Disability — is a characteristic that sometimes is attached to people alongside holiness.     

Passers-by mournfully will lower their heads down, turning away, avoiding eye contact in silent sympathy. “Oh, you, poor thing, you’ve been suffering so much”. Sometimes people may even give money, simply to someone who was just rolling his wheelchair, minding his own business, as if it were a charity. 

The first thing people should know about disable folk —  is that they are the same ordinary people. 

They can be good or bad. They are just like everybody else.    

To say  Anton Mamontov is not an angel — would be to slightly embellish the truth.    

He is a brutal alfa-male, joker, playboy, and heart-throbber.  You name it — he is all of the above mentioned, but not a  poor crippled body, wronged by life. Bursting with his negative charm, he can hurt anybody himself, should he wish to.    


“You need to get a grip on what part of the town I came from. For those who know the area of “Blue Stones” in Ekaterinburg and its background — it’s like a forgery for young souls, once and forever. Cutting all the crap — those young lads living there are troublemakers, white trash, declassified elements. Every second one was behind bars, every third one was a junkee. Plus the area is nearby the railway — some badasses were without fingers, some without a leg.

This is my story - I sat on a rail track, just to ponder about my life. I was heavily stoned. The train severed my legs just above the kneecaps. I was only 16.

My first thought was — I survived. And this thought has been keeping me alive right up to this moment. It’s a miracle, but I wasn’t even depressed. I simply began to continue my life — taking into consideration my new circumstances. 

There is a special Russia saying: “Push that wheelchair”. It’s all about me.


The most difficult part was to adapt to being the source of attention of people on the street. It took me 2 years. What would have been worse than sympathetic glances were questions, such as: “Were you injured in the army?” or “Have you, at least, had a bird?” But that is a peculiarity of our mentality. There is no such stigma abroad — there, everybody is very amicable, nobody pays you any special attention. You are an able-bodied member of society.

I was offered prosthetics at once. But our state prosthetics were a mass of tangled leather straps, tightening and squishing absolutely everything. It was too painful, too uncomfortable, it was hurting my back. I decided to refuse them. It was too damn hard. Plus I was a lazy bum.

For about 6 years I lived and breathed in my wheelchair. It all changed with my powerlifting coach Anatoliy Nokilaevich. He simply refused me entrance and the training in a wheelchair — only walking on prosthetics. It was hell of a struggle to get used to. But, as a result, I achieved the rank of professional sportsman. Today I’m mostly walking on prosthetics, but at home I move around in a wheelchair.

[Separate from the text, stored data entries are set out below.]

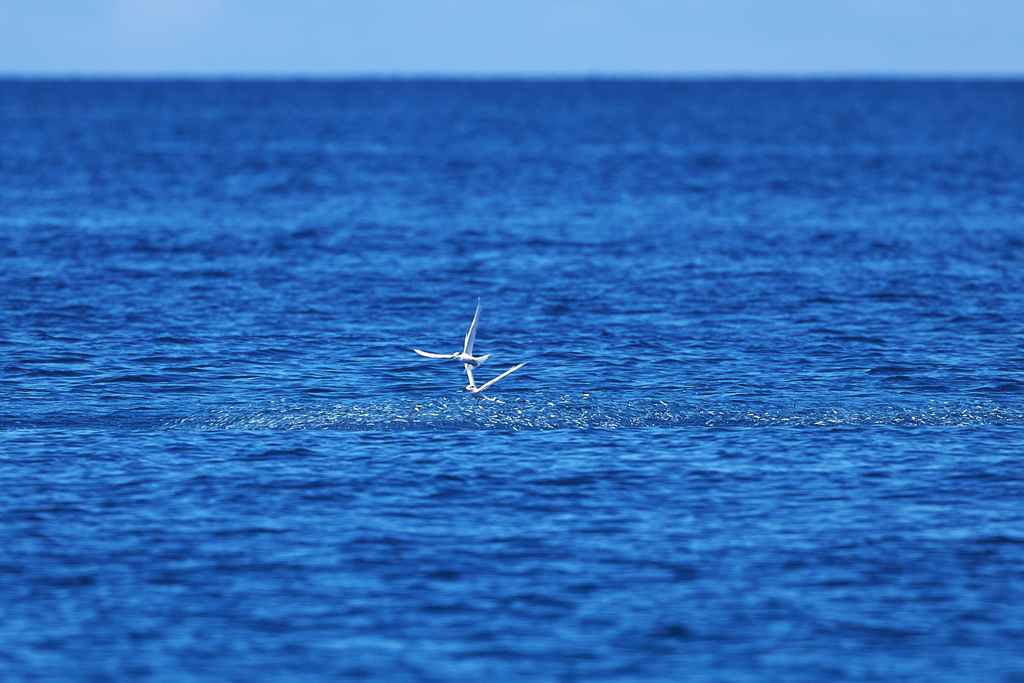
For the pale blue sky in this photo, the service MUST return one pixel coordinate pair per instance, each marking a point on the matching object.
(512, 37)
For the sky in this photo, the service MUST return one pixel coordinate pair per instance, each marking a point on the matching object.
(663, 38)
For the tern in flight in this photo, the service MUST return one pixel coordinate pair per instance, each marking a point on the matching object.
(477, 391)
(466, 354)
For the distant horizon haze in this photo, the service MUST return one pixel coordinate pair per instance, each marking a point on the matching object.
(529, 39)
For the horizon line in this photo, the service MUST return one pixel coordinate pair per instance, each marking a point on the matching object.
(512, 76)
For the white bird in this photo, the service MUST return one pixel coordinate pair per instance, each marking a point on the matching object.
(466, 355)
(477, 391)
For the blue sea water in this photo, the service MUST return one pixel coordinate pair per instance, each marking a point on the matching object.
(772, 426)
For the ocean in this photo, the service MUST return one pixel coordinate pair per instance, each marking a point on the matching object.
(771, 427)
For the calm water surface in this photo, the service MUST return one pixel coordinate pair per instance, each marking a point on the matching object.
(772, 428)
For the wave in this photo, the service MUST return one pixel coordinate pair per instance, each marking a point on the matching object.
(571, 413)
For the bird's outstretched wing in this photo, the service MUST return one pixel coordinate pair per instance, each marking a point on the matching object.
(507, 372)
(434, 355)
(467, 347)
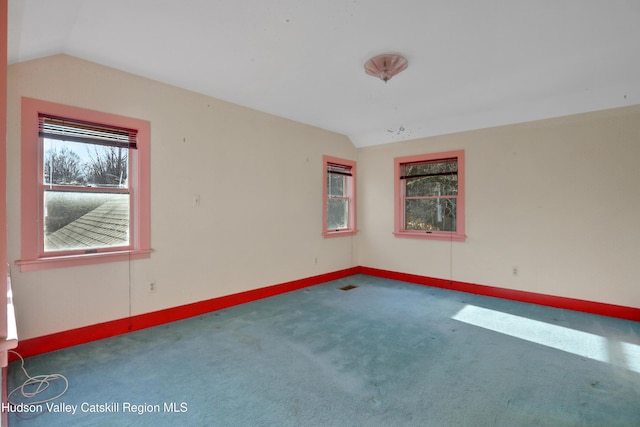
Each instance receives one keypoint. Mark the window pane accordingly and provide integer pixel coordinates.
(431, 179)
(336, 185)
(72, 163)
(85, 220)
(437, 214)
(431, 168)
(432, 186)
(338, 214)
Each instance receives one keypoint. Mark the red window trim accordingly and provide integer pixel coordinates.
(32, 256)
(399, 231)
(351, 229)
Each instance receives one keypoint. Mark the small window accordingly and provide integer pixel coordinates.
(430, 196)
(85, 184)
(338, 197)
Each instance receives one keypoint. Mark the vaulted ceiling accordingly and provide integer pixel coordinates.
(472, 63)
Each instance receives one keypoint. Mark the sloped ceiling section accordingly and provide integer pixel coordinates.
(472, 64)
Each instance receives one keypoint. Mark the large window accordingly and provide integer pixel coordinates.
(85, 182)
(339, 208)
(430, 196)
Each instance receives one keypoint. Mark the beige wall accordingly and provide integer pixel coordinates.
(259, 178)
(559, 199)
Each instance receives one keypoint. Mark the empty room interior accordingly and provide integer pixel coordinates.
(363, 213)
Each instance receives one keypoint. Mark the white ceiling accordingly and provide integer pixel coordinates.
(472, 63)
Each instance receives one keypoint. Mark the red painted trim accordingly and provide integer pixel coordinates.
(60, 340)
(39, 345)
(604, 309)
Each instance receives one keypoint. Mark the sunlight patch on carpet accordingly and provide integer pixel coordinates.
(581, 343)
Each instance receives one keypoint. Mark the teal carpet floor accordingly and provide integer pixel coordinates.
(384, 353)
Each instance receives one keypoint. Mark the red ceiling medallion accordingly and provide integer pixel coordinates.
(385, 66)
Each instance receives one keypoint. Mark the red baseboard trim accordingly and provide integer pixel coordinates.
(604, 309)
(44, 344)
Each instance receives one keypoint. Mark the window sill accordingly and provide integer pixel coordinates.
(339, 233)
(431, 236)
(80, 260)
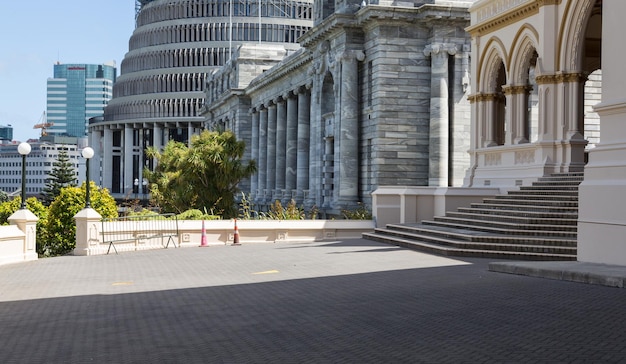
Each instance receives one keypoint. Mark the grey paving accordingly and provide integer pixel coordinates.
(352, 301)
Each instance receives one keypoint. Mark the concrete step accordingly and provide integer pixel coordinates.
(549, 193)
(502, 205)
(504, 229)
(534, 202)
(537, 222)
(513, 219)
(533, 197)
(520, 213)
(567, 182)
(519, 252)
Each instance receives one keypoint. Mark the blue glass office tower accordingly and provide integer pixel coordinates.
(76, 93)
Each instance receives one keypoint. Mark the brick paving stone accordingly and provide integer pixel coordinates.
(327, 302)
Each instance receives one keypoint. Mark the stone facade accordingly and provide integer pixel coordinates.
(375, 97)
(163, 76)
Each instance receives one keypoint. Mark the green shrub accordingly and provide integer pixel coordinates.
(61, 226)
(360, 213)
(33, 205)
(195, 214)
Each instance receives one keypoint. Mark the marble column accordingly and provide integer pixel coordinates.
(489, 105)
(304, 134)
(254, 151)
(262, 166)
(315, 150)
(439, 138)
(281, 146)
(128, 159)
(107, 160)
(520, 120)
(270, 181)
(292, 146)
(348, 181)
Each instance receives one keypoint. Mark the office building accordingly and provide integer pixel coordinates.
(76, 93)
(175, 44)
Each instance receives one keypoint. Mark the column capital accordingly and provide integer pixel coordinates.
(440, 49)
(350, 55)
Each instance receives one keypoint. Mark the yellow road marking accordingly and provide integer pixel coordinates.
(267, 272)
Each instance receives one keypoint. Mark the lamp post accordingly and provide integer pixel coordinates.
(23, 149)
(87, 154)
(144, 184)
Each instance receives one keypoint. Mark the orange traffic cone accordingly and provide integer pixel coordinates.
(236, 235)
(203, 242)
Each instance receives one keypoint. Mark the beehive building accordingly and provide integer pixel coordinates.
(175, 44)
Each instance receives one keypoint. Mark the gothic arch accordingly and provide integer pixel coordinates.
(523, 51)
(572, 38)
(494, 56)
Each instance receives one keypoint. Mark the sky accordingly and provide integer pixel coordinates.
(35, 34)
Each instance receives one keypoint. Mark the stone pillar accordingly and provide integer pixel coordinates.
(281, 147)
(254, 152)
(270, 181)
(304, 134)
(315, 150)
(602, 205)
(26, 221)
(292, 146)
(88, 225)
(439, 138)
(262, 167)
(521, 119)
(128, 160)
(95, 142)
(348, 181)
(107, 158)
(489, 105)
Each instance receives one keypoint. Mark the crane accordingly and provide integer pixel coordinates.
(43, 124)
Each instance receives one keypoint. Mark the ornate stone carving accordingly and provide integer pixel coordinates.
(493, 159)
(525, 157)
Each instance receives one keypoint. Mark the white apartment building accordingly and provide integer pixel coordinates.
(39, 164)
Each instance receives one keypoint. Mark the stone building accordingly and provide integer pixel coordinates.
(377, 96)
(565, 43)
(163, 76)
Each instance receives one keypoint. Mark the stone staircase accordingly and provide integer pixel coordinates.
(536, 222)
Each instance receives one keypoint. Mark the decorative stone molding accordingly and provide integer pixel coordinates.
(525, 157)
(493, 159)
(440, 48)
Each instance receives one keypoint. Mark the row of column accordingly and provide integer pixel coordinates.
(280, 145)
(291, 137)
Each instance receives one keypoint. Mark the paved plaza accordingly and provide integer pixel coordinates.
(352, 301)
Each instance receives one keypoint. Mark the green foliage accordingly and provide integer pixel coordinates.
(279, 212)
(61, 227)
(195, 214)
(4, 197)
(203, 176)
(35, 206)
(246, 210)
(62, 175)
(359, 213)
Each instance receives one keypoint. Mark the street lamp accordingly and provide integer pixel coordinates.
(144, 187)
(87, 154)
(23, 149)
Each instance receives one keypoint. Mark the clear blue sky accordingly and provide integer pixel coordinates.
(35, 34)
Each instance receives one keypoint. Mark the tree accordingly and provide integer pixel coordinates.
(62, 175)
(204, 176)
(61, 227)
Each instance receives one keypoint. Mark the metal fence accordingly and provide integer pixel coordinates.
(140, 232)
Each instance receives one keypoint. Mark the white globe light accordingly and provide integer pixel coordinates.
(23, 148)
(87, 152)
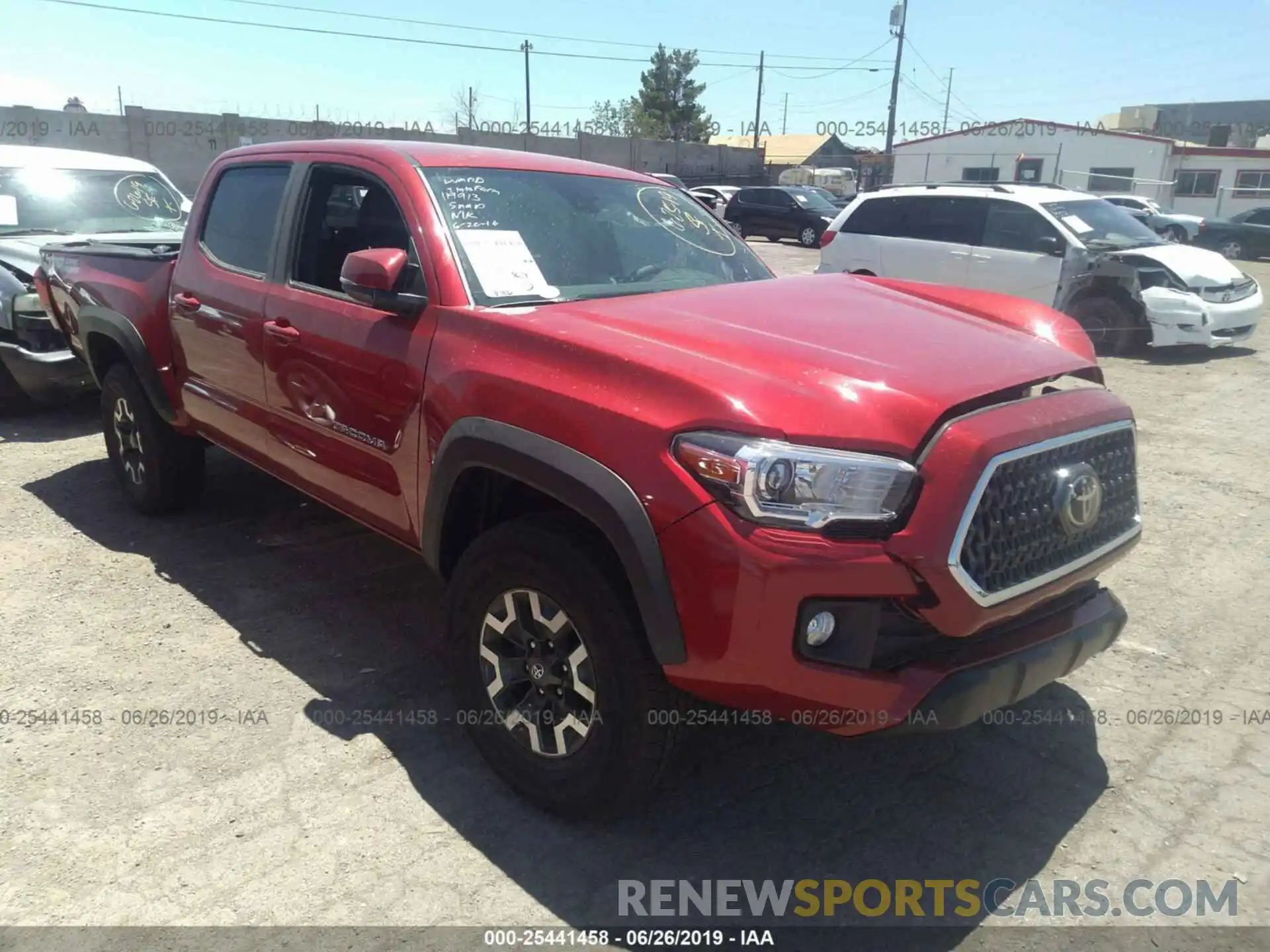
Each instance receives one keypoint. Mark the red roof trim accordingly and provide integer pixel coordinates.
(1217, 151)
(1087, 130)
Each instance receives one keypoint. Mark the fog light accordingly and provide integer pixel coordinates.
(820, 629)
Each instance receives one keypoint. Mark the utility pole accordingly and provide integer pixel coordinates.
(527, 46)
(759, 99)
(947, 100)
(902, 7)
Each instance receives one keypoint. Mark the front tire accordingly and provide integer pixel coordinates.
(158, 469)
(1109, 325)
(553, 674)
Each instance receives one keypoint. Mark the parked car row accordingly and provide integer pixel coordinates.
(1244, 237)
(639, 460)
(1072, 251)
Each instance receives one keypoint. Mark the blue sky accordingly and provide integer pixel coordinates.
(1064, 60)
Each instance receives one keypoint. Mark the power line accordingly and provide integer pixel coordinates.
(910, 41)
(813, 107)
(508, 32)
(346, 34)
(841, 69)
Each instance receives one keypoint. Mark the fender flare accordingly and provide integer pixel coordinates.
(113, 325)
(577, 481)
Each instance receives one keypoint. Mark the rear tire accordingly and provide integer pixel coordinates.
(1111, 327)
(501, 659)
(159, 470)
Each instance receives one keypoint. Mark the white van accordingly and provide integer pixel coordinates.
(1071, 251)
(840, 182)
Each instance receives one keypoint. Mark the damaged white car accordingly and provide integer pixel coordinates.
(1067, 249)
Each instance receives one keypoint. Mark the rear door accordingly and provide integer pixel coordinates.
(1010, 257)
(218, 299)
(345, 380)
(934, 239)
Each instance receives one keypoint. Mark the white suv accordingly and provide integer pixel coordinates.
(1066, 249)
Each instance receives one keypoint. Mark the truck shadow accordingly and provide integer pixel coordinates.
(357, 619)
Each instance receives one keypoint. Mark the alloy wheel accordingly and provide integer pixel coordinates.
(127, 436)
(538, 673)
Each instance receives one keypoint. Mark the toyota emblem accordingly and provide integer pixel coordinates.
(1079, 498)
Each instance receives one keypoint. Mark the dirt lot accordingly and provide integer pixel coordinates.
(284, 619)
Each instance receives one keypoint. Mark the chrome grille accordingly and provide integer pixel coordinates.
(1011, 539)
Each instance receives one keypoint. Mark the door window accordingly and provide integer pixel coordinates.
(956, 221)
(346, 211)
(1015, 227)
(874, 216)
(241, 219)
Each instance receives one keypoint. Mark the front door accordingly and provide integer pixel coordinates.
(343, 380)
(218, 300)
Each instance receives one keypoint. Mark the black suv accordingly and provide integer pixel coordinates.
(781, 211)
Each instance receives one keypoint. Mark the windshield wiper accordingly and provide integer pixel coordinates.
(531, 302)
(34, 231)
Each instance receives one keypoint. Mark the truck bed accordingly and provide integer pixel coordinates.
(130, 278)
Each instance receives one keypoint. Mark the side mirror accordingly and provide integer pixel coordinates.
(370, 277)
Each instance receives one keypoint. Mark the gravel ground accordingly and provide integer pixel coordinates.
(284, 619)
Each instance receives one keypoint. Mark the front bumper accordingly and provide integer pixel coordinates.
(1179, 317)
(742, 590)
(46, 376)
(964, 697)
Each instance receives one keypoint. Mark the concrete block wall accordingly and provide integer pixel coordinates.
(185, 143)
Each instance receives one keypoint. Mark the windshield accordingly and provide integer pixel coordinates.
(87, 202)
(813, 202)
(539, 237)
(1095, 222)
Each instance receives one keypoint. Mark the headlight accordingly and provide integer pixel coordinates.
(781, 484)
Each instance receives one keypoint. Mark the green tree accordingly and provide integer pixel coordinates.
(609, 120)
(667, 103)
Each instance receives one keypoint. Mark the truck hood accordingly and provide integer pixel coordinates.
(829, 358)
(1194, 266)
(22, 253)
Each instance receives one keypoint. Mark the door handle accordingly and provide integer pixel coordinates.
(281, 328)
(320, 414)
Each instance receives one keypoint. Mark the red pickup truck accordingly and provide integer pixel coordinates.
(644, 465)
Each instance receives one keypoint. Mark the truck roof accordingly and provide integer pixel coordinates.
(441, 154)
(50, 158)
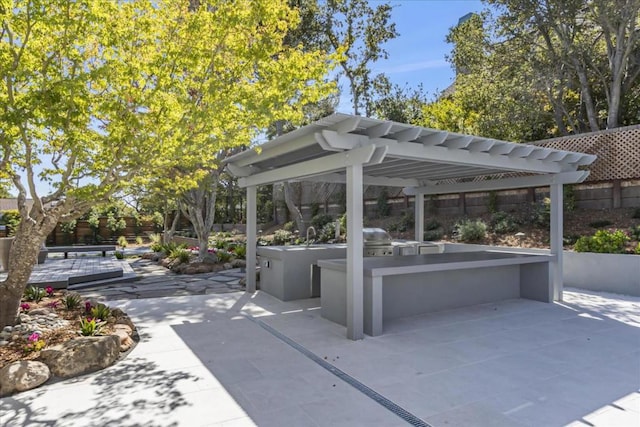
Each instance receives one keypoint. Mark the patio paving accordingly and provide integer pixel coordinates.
(212, 360)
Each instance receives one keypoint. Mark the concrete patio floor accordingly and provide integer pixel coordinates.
(212, 360)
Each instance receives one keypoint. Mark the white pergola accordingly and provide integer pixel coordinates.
(362, 151)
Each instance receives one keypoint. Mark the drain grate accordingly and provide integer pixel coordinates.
(372, 394)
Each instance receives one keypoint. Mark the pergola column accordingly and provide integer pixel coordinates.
(355, 293)
(252, 234)
(418, 202)
(556, 240)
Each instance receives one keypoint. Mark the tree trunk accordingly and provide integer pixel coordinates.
(293, 209)
(22, 257)
(168, 234)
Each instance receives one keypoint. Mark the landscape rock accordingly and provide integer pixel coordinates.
(210, 258)
(22, 375)
(124, 338)
(238, 263)
(40, 311)
(81, 355)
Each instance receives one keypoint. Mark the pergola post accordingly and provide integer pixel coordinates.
(355, 292)
(556, 240)
(418, 202)
(252, 228)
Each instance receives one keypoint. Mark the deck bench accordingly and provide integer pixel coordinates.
(81, 248)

I’m so in tune with my surroundings, with people who are around me, and the way I live right now, that I would not want to change anything. I’ve been working as a DJ for about 7 years. It’s pure artistry, new people, new connections  — it’s just awesome that you work as you want and not the way you have to. My disability linked me with an inclusive theater  ORA, run by russian director Larisa Abasheva. And now, being on stage I discover myself  from a totally different perspective. It’s an amazing  experience — especially from an ordinary dude from “Blue Stones””.